The more you choose yourself, the more you’ll slowly begin to feel lighter. The weight you’ve been feeling on your chest will eventually disappear. You’ll gain your confidence back because you won’t second guess every word that comes out of your friend’s mouth. You’ll laugh more, sleep better at night, and feel free because you’re no longer investing your time and energy into someone who steals it all away from you. You deserve all of that and more. So take the steps toward freeing yourself!

Conclusion

There’s nothing easy about letting go of someone you used to call your friend. But staying in a friendship that makes you feel less than you are or question your self worth is not loyal. It’s self neglect.

Healthy friendships won’t make you feel anxious every time you speak to them or force you to question your self worth after every disagreement. They’ll encourage your dreams, respect your decisions, lift you higher when you’re struggling, and always be there to celebrate your success with you. If your “friendship” does the complete opposite of those things, it’s okay to let that person go.

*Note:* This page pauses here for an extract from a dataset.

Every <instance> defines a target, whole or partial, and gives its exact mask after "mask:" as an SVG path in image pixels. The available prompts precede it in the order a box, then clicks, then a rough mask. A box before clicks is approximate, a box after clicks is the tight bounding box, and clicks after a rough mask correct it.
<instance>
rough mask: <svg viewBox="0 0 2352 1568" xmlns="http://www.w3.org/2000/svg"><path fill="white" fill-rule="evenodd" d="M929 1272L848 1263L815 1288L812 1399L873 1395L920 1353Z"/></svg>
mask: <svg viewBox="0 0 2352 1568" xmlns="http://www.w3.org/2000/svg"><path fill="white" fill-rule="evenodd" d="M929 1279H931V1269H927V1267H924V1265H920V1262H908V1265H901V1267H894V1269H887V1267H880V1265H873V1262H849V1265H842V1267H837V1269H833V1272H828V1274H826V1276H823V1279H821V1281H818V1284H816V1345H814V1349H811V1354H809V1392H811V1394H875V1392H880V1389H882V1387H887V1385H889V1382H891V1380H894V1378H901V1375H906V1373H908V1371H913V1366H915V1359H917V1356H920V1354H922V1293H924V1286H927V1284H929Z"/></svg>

Friendship isn’t about how long you’ve known someone or how many good memories you have together. True friendships are built on the present and how well you make each other feel when you’re together. Remember that you let that person into your life, not the other way around. If they chose to walk away, so be it, but you’re not walking anywhere. Choose friendships that add value to your life and let the rest fall away.

FAQ

How do you know when it’s time to let go of a toxic friendship?

Typically, you’ll know it’s time to let go when your friendship continues to make you feel upset, drained, manipulated, anxious, and unappreciated after you’ve expressed your feelings.

Is it okay to end a friendship without giving them a reason why?

Yes. If you’ve already addressed your concerns or if they’re treating you in a way that makes you feel unsafe, then you don’t have to give that person another reason why you don’t want them in your life. Your peace of mind is more important than giving someone a million excuses as to why you’re cutting them off.

Why do I feel guilty about cutting someone off?

Guilt is normal because you’ve been friends for years and years of built up emotions. But just because you feel guilty doesn’t mean you made the wrong decision. It means your heart is mourning the loss of someone who used to be important to you.

Can a toxic friendship change back into a healthy one?

They can, but only if both parties are willing to apologize for their actions, respect your boundaries, and continue to put effort into making that friendship work. Continuously allowing that friendship to fail and your friend blaming you will lead to no changes at all.

Should I give my “friend” another chance?

If you have not seen a change in their behavior, then my answer is no. Sure, they may apologize and promise the world, but actions will always speak louder than words. If they repeatedly let the same harmful behaviors continue, then I would advise you not to give that person another chance.

What happens after you cut someone off?

You’ll probably go through a phase of emotional turmoil because change is never easy, but with time you’ll experience a greater sense of peace. You’ll regain your self worth that they tried to make you forget, you’ll develop healthier friendships that add value to your life, and you’ll feel more confident in deciding who you allow into your life.